I took quite a bit of steel off the safety to keep it from sticking out so far below the tang/frame area.

you can see in it in this pic a little better.
Notice at frame and tangs.
i filed quite a bit off and called it good enough for now

http://i70.photobucket.com/albums/i84/larycap/100_0045.jpg


I worked on this one a little more and got it as best I could

http://i70.photobucket.com/albums/i84/larycap/Picture768.jpg

still not as good as a fitted non drop in, IMO
I would been farther ahead to buy the GS jig to radius the frame tangs and fit a GS

other than cosmetics, the drop in functioned fine

..L.T.A.

kenhwind
1st March 2009, 22:26
This is were the "Drop in upgrade" is a misconception. apparantly the RIA was polished or finished slightly higher than a "GI spec" gun. A bobbed hammer is an old option, and what I mean is that is was done when all of these upgrades were created.
Changing the hammer or sear can lead to some other issues for sure, unless an ignition kit is installed, and then the thumb safety may not be right.
Ken

wjkuleck
6th March 2009, 10:02
I have a 1911A1 clone (Thompson Auto Ordnance; Worcester, MA) in straight GI guise. Want to keep it that way as much as possible, but the std grip safety eats the web of my hand up - still have the scar from the very first round I ever fired in the Army...

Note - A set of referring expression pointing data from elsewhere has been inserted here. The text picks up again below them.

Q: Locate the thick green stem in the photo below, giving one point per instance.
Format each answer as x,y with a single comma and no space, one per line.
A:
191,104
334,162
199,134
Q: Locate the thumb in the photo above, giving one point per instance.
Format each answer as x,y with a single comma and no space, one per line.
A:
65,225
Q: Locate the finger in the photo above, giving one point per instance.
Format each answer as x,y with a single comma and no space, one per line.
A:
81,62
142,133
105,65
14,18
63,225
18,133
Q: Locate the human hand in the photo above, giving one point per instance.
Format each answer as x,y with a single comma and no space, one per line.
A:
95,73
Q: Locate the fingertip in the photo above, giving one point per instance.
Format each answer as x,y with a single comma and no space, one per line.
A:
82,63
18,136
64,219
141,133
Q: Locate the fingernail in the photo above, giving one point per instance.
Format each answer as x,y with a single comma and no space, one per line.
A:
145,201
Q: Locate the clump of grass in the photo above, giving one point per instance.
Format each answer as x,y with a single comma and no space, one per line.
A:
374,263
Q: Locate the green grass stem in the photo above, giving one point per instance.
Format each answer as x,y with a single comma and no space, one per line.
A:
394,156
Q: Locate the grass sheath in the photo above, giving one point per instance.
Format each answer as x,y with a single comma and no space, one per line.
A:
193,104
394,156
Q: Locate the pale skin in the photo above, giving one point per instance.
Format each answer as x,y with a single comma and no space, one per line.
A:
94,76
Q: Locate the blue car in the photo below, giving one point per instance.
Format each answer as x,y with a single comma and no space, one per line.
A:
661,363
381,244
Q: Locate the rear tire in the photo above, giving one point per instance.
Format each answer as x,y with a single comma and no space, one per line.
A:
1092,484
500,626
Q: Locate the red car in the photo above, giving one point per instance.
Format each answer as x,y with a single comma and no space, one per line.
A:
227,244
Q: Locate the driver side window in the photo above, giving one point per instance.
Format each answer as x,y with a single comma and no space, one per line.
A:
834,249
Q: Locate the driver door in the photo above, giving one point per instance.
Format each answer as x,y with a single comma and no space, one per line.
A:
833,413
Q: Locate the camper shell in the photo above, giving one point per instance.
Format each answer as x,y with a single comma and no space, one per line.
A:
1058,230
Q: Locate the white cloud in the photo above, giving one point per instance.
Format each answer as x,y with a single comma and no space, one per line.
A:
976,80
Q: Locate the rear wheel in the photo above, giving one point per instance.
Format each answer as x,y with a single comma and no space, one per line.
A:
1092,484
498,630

Every aftermarket beavertail grip safety I look at says it takes gunsmith fitting. I read the beavertail sticky above, but don't know enough for it to be completely helpful. I am somewhat handy with simple gunsmithing tasks.

How hard is it to fit one of the beavertails? What is required? It doesn't have to be a 'race gun' design, just wide enough and long enough to ride up and over the meaty web of my hand to alleviate breaking the skin every time I shoot.

The part is not that expensive. Should I give it a go on my own (and willing to screw one up and go back to a gunsmith)? Or engage a gunsmith? Any information and recommendations are appreciated. Thanx

Steve

Here's my original M1911 with a beavertail I added about thirty years ago. This pistol came with the original short-spur 1918-vintage grip safety and wide hammer; chewed my hand up something fierce. Don't know if you can still get that "drop-in," though:

http://www.fulton-armory.com/PatchworkColt-800.jpg

Installing a "gunsmith-fitted" beavertail is not a really tough job. There are hardened guides down to which you file the existing tang. It takes a bit of artistry to blend in the part, but all you need to do the job is the installation jig and a selection of files and abrasive papers. When you're done, you'll have to refinish the frame, of course.